When spouses don’t pay attention to one another, or communicate productively, they risk losing touch with one another.

Be attentive.

Imagine this scenario: the girl changes over the course of the marriage; new “customer priorities” emerge. Did the boy recognize those changes as they took place, or two years after the fact? Was he being as attentive as he should have been?

As a good spouse or a good business owner, you need to be attentive not only to the other party specifically, but also to everything that is happening around that person (in other words, the environment or operating conditions).

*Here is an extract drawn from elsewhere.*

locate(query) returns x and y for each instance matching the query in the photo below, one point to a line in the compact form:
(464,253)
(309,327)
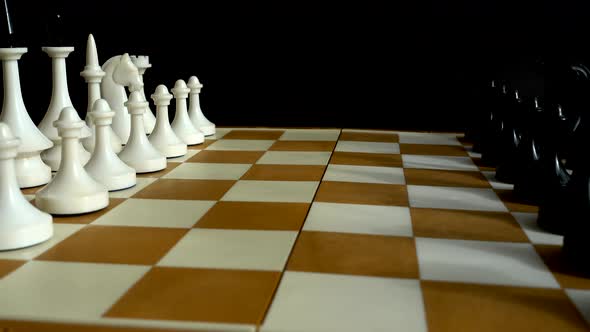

Example: Your business maintains a high profit margin by keeping your prices high in a poor economy. You aren’t paying enough attention to the conditions in which your customer is operating. Will you retain that customer?

Communicate clearly.

Business relationships, as well as personal relationships, can be very complex. If I talk to a mid-level manager in a company about a strategic change of direction, I'm not just talking to that person. Through that person, I'm certainly talking to superiors and subordinates.

Through that person, perhaps I am talking to a spouse or a valued friend. Perhaps I am talking to other consultants with overlapping areas of expertise.

This underscores the importance of good business relationships and clear communication. All of the above individuals may have some impact on business decisions. My message has to be clear enough to be received in close to its original form so that the facts and arguments that I have presented are not misconstrued.

The strength of the relationship with the client, moreover, helps to ensure that my thoughts receive a warm reception not just at the point at which they are delivered, but beyond through the multiple possible relays.